Теперь пришёл черёд господина Маньюсарьи вздрогнуть. Однако он также продолжал преображаться — теперь уже мало что в его облике напоминало человека, знакомым оставался только смех, подобный раскатам грома или визжанию вьюги в непроглядную зимнюю ночь.
Они схлестнулись, и небо содрогнулось.
Две гигантские птицы — чёрно-белая и золотая — взмыли в ночное небо, не прекращая своей битвы. Перья сыпались из их крыльев, падая на землю; снег кружился, сверкая, в воздухе, подсвеченный разноцветными огнями фонарей.
Где-то высоко над облаками рождались тысячи новых звёзд, и, складываясь в волшебный, меняющийся на глазах узор, образовывали новое королевство. Небесный художник рисовал, не жалея сил.
Тот, кто был Хаалиа, выпустил из рук то, что было остатками его последней земной оболочки, и налетевший ветер, подхватив их, разорвал на множество клочков, которые полетели вниз.
Яркие отблески вспыхнувшего костра озарили Нижний Город — Ксае оказался не прав, и палачи не стали дожидаться утра и толпы людей, чтобы казнить Энсаро. Его сожгли в последний предрассветный, самый тёмный и мучительный ночной час.
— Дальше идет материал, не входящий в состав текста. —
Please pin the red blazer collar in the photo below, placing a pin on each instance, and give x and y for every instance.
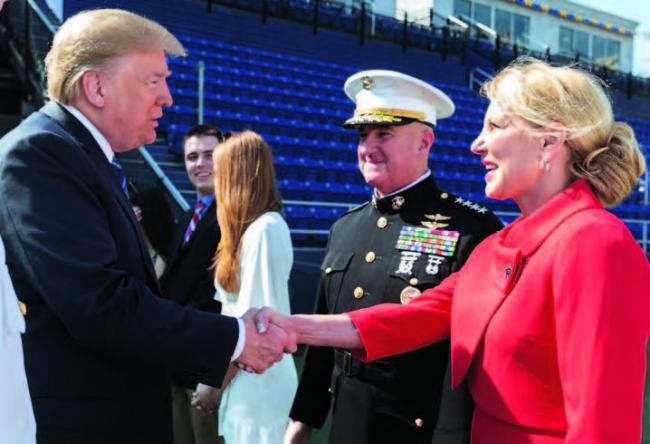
(499, 262)
(529, 232)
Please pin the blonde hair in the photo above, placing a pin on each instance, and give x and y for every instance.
(603, 152)
(89, 40)
(244, 183)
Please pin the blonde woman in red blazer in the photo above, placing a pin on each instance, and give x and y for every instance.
(549, 317)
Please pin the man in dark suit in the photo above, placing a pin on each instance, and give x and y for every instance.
(100, 341)
(408, 238)
(188, 279)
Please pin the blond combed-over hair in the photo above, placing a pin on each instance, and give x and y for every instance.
(89, 40)
(244, 179)
(604, 152)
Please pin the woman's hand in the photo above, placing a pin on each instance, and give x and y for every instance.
(206, 398)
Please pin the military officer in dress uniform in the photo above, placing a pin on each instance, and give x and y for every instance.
(408, 238)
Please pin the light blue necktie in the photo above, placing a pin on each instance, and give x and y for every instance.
(119, 174)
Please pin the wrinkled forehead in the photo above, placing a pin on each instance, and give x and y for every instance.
(200, 143)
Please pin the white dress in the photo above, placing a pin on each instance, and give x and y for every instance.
(17, 424)
(255, 408)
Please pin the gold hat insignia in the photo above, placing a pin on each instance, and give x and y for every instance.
(367, 83)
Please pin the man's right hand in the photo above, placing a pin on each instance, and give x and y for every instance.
(297, 433)
(261, 350)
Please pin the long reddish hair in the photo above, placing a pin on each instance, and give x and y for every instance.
(244, 179)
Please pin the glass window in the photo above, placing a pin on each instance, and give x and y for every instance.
(581, 43)
(502, 24)
(566, 41)
(483, 14)
(521, 29)
(462, 8)
(606, 52)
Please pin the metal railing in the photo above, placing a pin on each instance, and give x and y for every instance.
(160, 174)
(477, 77)
(27, 32)
(200, 92)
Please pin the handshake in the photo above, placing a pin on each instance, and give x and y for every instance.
(269, 335)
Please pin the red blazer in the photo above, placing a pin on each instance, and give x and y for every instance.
(549, 320)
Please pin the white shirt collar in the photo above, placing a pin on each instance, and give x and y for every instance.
(99, 137)
(415, 182)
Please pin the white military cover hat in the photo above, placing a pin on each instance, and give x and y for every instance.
(392, 98)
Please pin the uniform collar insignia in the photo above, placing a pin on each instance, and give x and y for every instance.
(397, 202)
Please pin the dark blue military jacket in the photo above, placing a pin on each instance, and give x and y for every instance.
(391, 250)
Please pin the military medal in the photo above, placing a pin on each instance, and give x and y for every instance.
(427, 240)
(434, 221)
(408, 294)
(406, 262)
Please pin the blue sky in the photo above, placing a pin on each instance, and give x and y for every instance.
(638, 10)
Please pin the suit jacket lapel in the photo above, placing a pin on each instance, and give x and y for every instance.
(79, 132)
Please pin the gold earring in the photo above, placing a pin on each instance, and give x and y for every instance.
(544, 165)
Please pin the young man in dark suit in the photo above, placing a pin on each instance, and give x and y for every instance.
(188, 278)
(100, 340)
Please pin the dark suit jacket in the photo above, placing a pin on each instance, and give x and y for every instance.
(187, 278)
(100, 341)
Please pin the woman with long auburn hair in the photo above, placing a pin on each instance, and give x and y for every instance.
(252, 267)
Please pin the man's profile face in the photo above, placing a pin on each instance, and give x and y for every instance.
(198, 162)
(134, 88)
(391, 157)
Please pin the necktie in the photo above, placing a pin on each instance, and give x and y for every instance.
(119, 175)
(194, 221)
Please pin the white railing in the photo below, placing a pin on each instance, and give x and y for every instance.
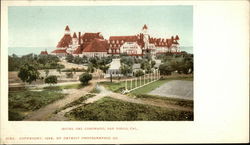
(140, 81)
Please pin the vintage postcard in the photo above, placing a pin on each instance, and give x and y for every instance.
(97, 72)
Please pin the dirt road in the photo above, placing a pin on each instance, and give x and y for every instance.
(73, 94)
(104, 92)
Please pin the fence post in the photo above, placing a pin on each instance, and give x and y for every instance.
(144, 79)
(136, 82)
(131, 85)
(140, 80)
(126, 85)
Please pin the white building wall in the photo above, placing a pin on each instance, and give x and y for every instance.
(130, 48)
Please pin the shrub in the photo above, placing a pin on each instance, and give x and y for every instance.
(85, 78)
(165, 69)
(139, 73)
(28, 73)
(51, 80)
(69, 75)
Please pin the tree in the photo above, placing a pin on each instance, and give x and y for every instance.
(70, 58)
(90, 68)
(153, 63)
(104, 68)
(77, 60)
(128, 60)
(165, 69)
(139, 73)
(46, 72)
(125, 69)
(59, 70)
(28, 73)
(69, 74)
(85, 78)
(94, 61)
(51, 80)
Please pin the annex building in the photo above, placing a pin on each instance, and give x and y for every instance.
(94, 44)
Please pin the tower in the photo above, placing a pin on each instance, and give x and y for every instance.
(145, 37)
(74, 39)
(67, 30)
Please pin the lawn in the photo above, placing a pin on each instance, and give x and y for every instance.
(109, 109)
(76, 102)
(21, 103)
(71, 86)
(118, 87)
(166, 100)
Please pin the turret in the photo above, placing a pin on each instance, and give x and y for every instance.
(67, 30)
(145, 29)
(74, 39)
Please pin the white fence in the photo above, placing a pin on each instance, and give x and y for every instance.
(138, 82)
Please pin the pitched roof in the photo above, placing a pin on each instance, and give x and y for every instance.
(67, 28)
(59, 51)
(124, 38)
(177, 37)
(169, 42)
(92, 36)
(44, 52)
(78, 51)
(97, 45)
(64, 42)
(145, 26)
(74, 35)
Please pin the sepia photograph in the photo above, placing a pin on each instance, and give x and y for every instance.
(124, 72)
(100, 63)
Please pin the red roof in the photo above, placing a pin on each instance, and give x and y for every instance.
(78, 50)
(67, 28)
(91, 36)
(169, 43)
(97, 45)
(124, 38)
(64, 42)
(59, 51)
(177, 37)
(44, 53)
(74, 35)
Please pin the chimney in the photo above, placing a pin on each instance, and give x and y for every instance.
(79, 38)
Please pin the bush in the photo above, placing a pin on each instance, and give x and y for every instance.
(85, 78)
(70, 58)
(28, 73)
(51, 80)
(139, 73)
(69, 75)
(165, 69)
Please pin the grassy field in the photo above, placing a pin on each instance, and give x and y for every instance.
(166, 100)
(76, 102)
(109, 109)
(150, 87)
(72, 86)
(21, 103)
(118, 87)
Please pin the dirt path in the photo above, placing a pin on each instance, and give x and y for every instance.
(73, 94)
(175, 89)
(103, 93)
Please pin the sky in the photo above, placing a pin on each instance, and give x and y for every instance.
(43, 26)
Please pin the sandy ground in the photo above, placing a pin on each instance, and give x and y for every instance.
(45, 112)
(175, 89)
(103, 93)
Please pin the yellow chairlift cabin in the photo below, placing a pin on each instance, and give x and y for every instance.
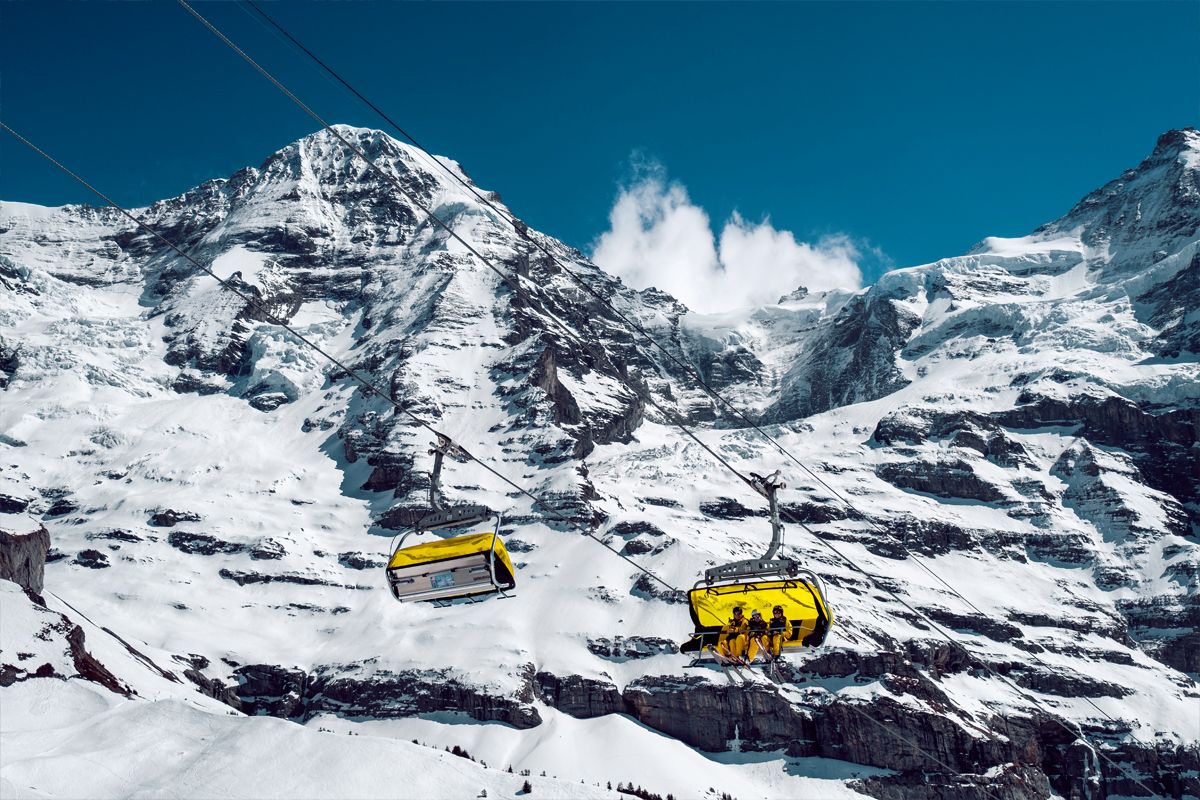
(760, 584)
(467, 566)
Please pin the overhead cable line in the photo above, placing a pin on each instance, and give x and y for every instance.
(639, 329)
(372, 390)
(515, 282)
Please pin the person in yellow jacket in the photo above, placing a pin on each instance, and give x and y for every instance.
(779, 630)
(732, 642)
(757, 635)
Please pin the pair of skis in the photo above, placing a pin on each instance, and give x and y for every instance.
(739, 671)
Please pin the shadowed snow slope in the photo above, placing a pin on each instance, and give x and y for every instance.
(220, 501)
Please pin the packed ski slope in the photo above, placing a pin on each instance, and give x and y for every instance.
(219, 497)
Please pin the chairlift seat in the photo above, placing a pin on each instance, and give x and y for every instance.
(802, 597)
(447, 569)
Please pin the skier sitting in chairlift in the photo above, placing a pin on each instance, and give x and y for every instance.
(732, 642)
(759, 633)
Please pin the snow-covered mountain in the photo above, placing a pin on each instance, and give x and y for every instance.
(220, 501)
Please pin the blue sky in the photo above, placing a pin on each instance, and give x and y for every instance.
(913, 128)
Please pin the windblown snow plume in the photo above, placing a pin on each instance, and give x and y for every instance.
(659, 238)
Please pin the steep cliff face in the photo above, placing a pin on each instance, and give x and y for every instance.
(1024, 417)
(23, 548)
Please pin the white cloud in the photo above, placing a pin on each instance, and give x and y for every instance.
(659, 238)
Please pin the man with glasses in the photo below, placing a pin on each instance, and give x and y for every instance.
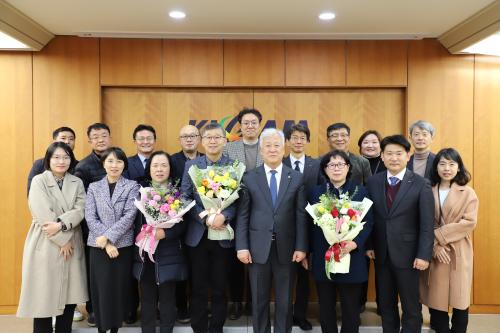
(338, 138)
(246, 151)
(297, 138)
(209, 259)
(90, 170)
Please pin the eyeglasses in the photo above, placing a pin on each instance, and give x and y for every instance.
(332, 166)
(189, 137)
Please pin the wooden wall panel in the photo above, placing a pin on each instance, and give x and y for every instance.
(65, 90)
(136, 62)
(315, 63)
(192, 62)
(376, 63)
(254, 63)
(440, 90)
(16, 161)
(486, 179)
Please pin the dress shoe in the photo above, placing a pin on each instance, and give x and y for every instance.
(303, 323)
(236, 311)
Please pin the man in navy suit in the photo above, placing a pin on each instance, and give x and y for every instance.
(402, 236)
(297, 138)
(144, 138)
(271, 232)
(209, 259)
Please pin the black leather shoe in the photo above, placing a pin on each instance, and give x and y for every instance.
(303, 323)
(236, 311)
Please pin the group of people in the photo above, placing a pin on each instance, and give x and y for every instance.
(80, 246)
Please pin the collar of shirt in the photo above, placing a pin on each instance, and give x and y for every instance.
(302, 162)
(399, 176)
(279, 170)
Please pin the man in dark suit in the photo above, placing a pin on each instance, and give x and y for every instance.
(209, 259)
(402, 237)
(421, 135)
(297, 137)
(271, 232)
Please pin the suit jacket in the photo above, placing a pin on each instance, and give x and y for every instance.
(428, 165)
(135, 169)
(49, 281)
(258, 219)
(236, 151)
(311, 176)
(111, 216)
(197, 228)
(406, 231)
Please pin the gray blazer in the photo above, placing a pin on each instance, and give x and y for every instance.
(236, 151)
(257, 218)
(111, 216)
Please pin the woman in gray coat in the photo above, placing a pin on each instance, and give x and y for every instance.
(54, 276)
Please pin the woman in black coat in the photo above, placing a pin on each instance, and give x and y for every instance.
(157, 280)
(335, 166)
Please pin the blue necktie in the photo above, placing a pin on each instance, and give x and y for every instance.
(273, 186)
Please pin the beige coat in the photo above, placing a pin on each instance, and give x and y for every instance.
(449, 285)
(48, 281)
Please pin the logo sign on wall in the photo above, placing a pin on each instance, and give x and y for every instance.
(233, 132)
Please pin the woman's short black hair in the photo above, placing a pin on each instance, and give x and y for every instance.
(463, 175)
(332, 154)
(118, 152)
(50, 151)
(147, 170)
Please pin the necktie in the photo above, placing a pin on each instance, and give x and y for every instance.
(297, 166)
(393, 181)
(273, 186)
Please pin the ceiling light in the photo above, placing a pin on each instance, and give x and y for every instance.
(489, 46)
(177, 14)
(326, 16)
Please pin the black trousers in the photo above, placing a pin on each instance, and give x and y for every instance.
(441, 321)
(391, 282)
(209, 270)
(350, 298)
(152, 295)
(63, 322)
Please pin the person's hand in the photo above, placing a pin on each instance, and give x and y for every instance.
(101, 241)
(298, 256)
(442, 254)
(420, 264)
(160, 233)
(112, 251)
(51, 228)
(244, 256)
(67, 250)
(370, 254)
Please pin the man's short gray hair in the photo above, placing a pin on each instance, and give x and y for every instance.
(270, 132)
(425, 125)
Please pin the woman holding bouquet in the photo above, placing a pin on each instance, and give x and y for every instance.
(157, 279)
(336, 168)
(54, 277)
(110, 214)
(447, 282)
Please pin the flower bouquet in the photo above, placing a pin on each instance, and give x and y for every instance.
(340, 219)
(162, 208)
(218, 189)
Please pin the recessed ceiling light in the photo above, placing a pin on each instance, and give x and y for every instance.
(326, 16)
(177, 14)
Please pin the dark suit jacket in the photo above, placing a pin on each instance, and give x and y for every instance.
(135, 169)
(358, 271)
(257, 218)
(311, 176)
(406, 231)
(428, 165)
(197, 228)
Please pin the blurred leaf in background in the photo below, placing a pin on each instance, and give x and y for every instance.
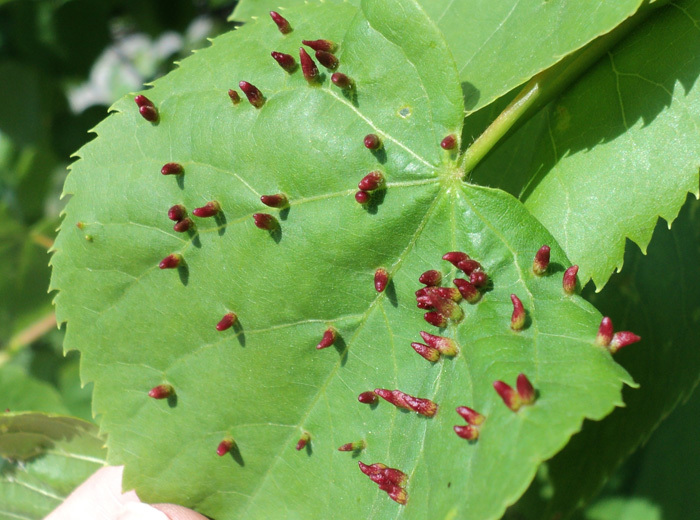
(62, 64)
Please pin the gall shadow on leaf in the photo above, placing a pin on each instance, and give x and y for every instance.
(390, 292)
(183, 272)
(276, 234)
(240, 333)
(376, 200)
(351, 95)
(235, 454)
(471, 95)
(342, 348)
(220, 219)
(555, 267)
(194, 238)
(380, 155)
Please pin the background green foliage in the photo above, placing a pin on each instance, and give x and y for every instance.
(63, 63)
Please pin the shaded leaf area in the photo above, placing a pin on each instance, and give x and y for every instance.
(263, 382)
(44, 457)
(498, 45)
(480, 34)
(657, 297)
(618, 150)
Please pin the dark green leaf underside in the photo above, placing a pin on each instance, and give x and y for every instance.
(497, 45)
(264, 382)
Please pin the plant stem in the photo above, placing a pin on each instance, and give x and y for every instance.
(545, 86)
(28, 335)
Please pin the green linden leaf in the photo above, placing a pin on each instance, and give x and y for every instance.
(44, 457)
(490, 60)
(667, 359)
(19, 392)
(601, 175)
(263, 383)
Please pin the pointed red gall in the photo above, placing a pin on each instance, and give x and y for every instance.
(371, 181)
(431, 278)
(449, 293)
(161, 392)
(401, 400)
(353, 446)
(541, 262)
(225, 446)
(172, 169)
(449, 142)
(510, 397)
(303, 441)
(235, 98)
(396, 493)
(471, 416)
(605, 332)
(381, 278)
(275, 201)
(446, 346)
(177, 212)
(320, 45)
(362, 197)
(328, 338)
(340, 80)
(210, 209)
(367, 397)
(171, 261)
(467, 432)
(227, 321)
(468, 266)
(525, 389)
(183, 225)
(372, 141)
(569, 281)
(436, 319)
(455, 257)
(281, 22)
(622, 339)
(254, 96)
(478, 278)
(389, 480)
(308, 67)
(286, 61)
(429, 353)
(467, 290)
(517, 319)
(327, 59)
(149, 113)
(265, 221)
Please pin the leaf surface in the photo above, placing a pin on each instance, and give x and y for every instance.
(655, 296)
(44, 457)
(499, 45)
(263, 382)
(600, 176)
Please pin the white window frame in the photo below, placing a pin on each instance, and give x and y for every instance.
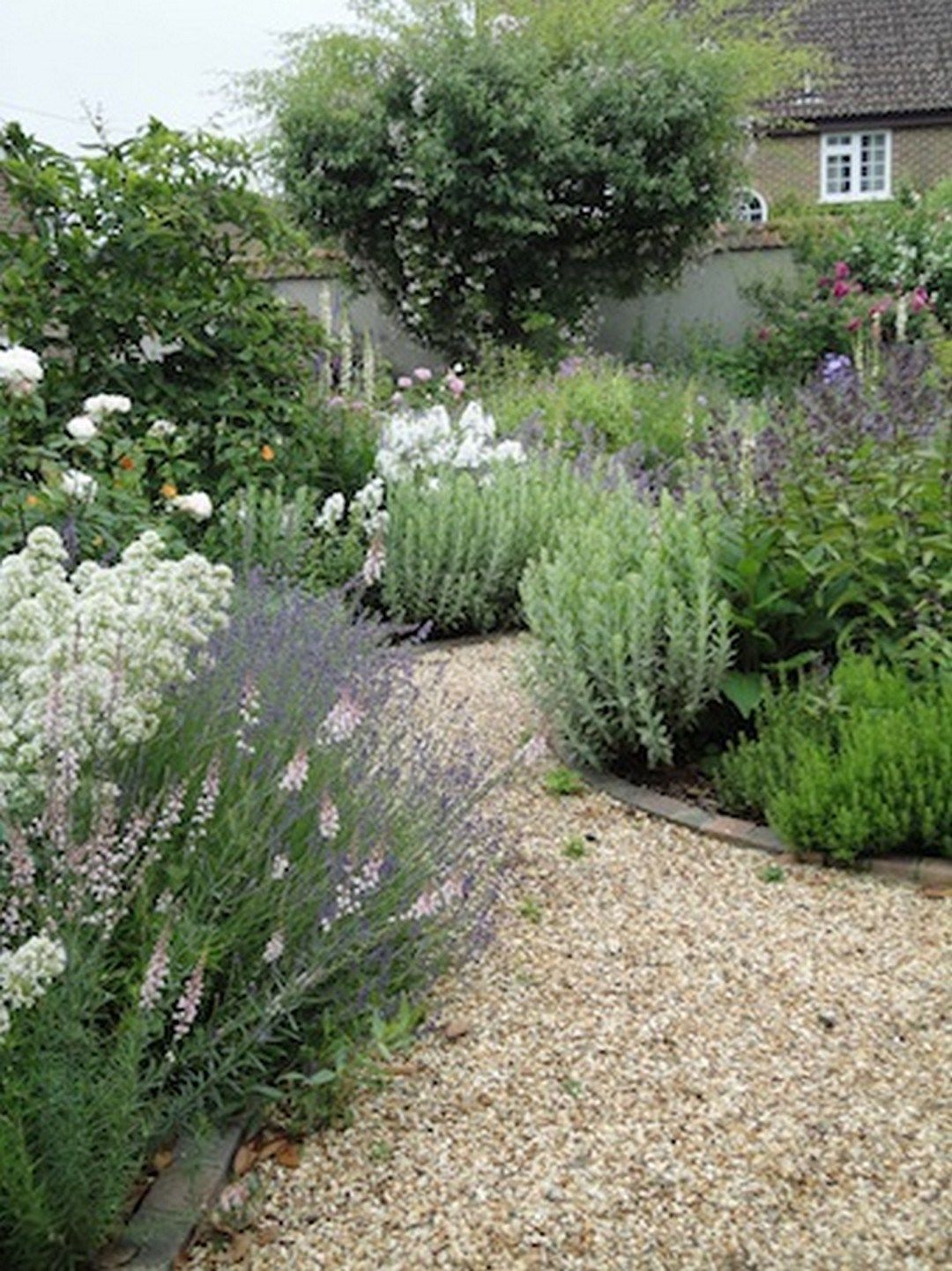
(849, 141)
(747, 196)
...Где-то вдалеке Кайто, который также не знал сна в эту ночь, держал в руках раскрытую тетрадь и водил пальцем по исписанным листам:
"В этом мире существует также бесчисленное множество других миров. Все они вложены друг в друга, как маленькая кукла бывает вложена в большую, и, в то же время, соседствуют, пересекаются и пронизывают друг друга. Далёкое прошлое может легко соприкоснуться с далёким будущим. Два человека, живущие в двух разных мирах, могут не понимать, что они - одно и то же. Каждая вещь - лишь отражение другой. Видя луну в волнах озера, мы можем протянуть к ней руку, но дотронемся лишь до отражения, и от одного прикосновения оно тотчас пойдёт рябью и исчезнет. Мир - это множество гигантских зеркал, поставленных друг напротив друга. Нет ничего истинного, всё иллюзорно. Зная это, как можно чего-то по-настоящему желать? Я уйду в жрицы".